Un esempio concreto di trasformazione digitale trasversale a più attori che Engineering sa supportare è quello della Cold Chain. L’aumento di farmaci biotech, emoderivati e farmaci personalizzati, che richiedono di essere trattati in temperatura controllata, comporta infatti una maggiore collaborazione fra tutti i soggetti operanti lungo la supply chain, per assicurarne una gestione in compliance. Questa tipologia di farmaci necessita di una supply chain che ne gestisca l’intero flusso in modalità controllata, in modo da renderne sicuro l’utilizzo da parte del paziente finale. Engineering offre soluzioni che supportano il lavoro degli attori coinvolti, aziende farmaceutiche, operatori logistici, farmacie, e migliorano la relazione con il paziente/utilizzatore finale”.

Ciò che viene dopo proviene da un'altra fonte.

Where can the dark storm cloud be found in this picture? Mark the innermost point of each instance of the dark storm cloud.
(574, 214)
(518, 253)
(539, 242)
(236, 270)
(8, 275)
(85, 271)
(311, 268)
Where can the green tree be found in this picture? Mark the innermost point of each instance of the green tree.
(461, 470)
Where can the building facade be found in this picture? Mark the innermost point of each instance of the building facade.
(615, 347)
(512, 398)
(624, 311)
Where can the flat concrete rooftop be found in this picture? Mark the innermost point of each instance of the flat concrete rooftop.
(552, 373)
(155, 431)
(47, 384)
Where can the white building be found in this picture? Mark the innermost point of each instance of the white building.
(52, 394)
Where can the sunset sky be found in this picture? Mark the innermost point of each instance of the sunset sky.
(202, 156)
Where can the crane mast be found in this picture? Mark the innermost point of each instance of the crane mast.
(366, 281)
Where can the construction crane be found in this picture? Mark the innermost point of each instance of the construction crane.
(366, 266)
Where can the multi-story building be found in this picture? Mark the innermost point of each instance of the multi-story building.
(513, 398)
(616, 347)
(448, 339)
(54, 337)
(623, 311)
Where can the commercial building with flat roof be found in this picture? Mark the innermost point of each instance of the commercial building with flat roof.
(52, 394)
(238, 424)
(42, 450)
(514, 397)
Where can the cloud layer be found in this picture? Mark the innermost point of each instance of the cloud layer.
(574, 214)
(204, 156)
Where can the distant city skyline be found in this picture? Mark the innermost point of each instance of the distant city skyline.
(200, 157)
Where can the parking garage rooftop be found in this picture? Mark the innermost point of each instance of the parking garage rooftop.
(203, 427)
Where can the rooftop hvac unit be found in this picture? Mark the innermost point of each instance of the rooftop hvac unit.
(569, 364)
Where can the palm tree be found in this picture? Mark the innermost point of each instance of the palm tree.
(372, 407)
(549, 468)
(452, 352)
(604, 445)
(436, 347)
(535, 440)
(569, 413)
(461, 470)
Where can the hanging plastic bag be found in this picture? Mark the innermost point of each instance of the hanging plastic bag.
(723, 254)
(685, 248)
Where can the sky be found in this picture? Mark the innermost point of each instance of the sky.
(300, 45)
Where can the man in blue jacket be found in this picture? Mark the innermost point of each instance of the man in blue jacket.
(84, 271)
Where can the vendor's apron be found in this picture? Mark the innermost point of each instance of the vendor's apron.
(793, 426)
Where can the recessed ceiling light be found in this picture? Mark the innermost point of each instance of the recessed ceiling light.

Guardando ai prossimi anni, qual è la strategia della vostra azienda per accelerare la svolta decisiva verso una sanità sempre più digitale e di valore, rispondente cioè ai paradigmi della Value Based Healthcare?

“Come Engineering, ci poniamo l’obiettivo di contribuire alla trasformazione dell’assistenza sanitaria attraverso la digitalizzazione totale dei processi e lo sfruttamento di tecnologie innovative, così da migliorare in modo sicuro la cura dei pazienti, la qualità del lavoro dei professionisti e la sostenibilità complessiva del sistema sanitario. D’altro canto, supportiamo il comparto farmaceutico, che si trova di fronte a vincoli normativi che gli impongono scelte operative che, oltre ad avere un impatto economico, possono avere un significativo impatto operativo sulle proprie strutture produttive (linee, plant), ed un impatto informativo sui propri sistemi (pianificazione, gestione, storicizzazione, comunicazione alle diverse entità regolatorie).

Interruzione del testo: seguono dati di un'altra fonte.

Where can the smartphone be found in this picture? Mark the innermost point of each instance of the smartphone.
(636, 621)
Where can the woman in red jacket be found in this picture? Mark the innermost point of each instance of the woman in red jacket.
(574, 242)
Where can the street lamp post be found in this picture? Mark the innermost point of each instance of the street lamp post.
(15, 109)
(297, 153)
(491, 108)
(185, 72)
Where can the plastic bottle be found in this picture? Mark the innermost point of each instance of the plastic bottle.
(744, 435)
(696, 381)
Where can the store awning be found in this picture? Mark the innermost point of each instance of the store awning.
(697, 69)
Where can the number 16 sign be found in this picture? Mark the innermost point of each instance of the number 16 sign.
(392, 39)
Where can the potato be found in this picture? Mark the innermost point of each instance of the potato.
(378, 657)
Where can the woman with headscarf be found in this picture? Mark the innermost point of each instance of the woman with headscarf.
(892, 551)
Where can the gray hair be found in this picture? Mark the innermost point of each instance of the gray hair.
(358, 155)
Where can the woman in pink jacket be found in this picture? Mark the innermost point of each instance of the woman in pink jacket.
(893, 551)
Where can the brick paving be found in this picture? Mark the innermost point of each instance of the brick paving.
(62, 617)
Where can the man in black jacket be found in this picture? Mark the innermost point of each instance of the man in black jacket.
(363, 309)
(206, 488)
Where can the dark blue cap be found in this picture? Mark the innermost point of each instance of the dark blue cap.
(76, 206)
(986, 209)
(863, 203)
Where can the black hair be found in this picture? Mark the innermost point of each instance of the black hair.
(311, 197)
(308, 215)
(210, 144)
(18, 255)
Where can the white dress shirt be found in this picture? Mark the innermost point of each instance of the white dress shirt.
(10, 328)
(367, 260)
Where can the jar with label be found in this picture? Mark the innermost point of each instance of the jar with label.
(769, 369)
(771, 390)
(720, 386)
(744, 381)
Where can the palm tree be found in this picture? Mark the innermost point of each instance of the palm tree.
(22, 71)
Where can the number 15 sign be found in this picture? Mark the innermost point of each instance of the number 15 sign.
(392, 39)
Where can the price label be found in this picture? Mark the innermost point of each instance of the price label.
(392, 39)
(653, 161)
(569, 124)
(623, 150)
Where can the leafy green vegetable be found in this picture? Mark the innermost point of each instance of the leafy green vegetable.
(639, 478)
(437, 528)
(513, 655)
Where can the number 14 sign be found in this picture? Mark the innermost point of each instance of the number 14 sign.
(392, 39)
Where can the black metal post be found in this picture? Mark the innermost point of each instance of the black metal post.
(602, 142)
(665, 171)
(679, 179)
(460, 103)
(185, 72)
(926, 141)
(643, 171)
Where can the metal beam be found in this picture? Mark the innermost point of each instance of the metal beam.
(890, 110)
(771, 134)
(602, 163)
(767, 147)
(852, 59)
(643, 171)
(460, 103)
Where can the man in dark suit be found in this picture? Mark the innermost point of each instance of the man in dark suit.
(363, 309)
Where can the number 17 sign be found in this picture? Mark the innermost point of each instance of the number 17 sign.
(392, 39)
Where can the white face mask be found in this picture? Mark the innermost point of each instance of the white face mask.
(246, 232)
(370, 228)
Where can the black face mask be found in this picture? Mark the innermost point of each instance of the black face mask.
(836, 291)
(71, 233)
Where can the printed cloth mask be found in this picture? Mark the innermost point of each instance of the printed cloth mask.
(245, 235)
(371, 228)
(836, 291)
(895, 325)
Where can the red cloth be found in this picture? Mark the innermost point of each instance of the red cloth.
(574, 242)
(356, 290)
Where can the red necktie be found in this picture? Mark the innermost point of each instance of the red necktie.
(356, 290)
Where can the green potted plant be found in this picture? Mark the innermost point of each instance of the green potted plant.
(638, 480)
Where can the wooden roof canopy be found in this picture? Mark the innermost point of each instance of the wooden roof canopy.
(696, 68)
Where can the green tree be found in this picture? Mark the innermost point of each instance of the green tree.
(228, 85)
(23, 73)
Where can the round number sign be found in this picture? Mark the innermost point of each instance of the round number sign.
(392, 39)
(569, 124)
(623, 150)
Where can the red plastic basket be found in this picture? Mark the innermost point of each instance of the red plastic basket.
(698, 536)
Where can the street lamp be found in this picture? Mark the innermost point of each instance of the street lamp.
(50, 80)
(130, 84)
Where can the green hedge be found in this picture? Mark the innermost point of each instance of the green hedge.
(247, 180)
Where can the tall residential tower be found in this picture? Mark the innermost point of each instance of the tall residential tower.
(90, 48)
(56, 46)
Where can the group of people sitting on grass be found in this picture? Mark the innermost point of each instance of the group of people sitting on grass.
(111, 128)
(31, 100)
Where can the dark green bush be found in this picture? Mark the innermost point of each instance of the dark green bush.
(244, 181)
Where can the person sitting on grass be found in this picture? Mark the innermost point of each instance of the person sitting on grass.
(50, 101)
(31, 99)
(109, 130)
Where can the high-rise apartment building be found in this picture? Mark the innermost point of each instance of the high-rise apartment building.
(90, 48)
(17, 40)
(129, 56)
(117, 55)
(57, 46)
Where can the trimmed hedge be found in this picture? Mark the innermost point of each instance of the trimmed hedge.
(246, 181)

Per fare un esempio concreto, l’attuazione anche nel nostro paese del processo di serializzazione sul modello europeo, per le caratteristiche ed i contenuti previsti dalle norme di sicurezza, comporterà una svolta di efficienza nell’intero comparto Healthcare in quanto sarà possibile gestire in modo ottimale il rischio di scadenza dei beni. Questo permetterà di rivedere i processi di gestione dei beni sulle piattaforme informative della sanità e del comparto farmaceutico in modo puntuale e sicuro”.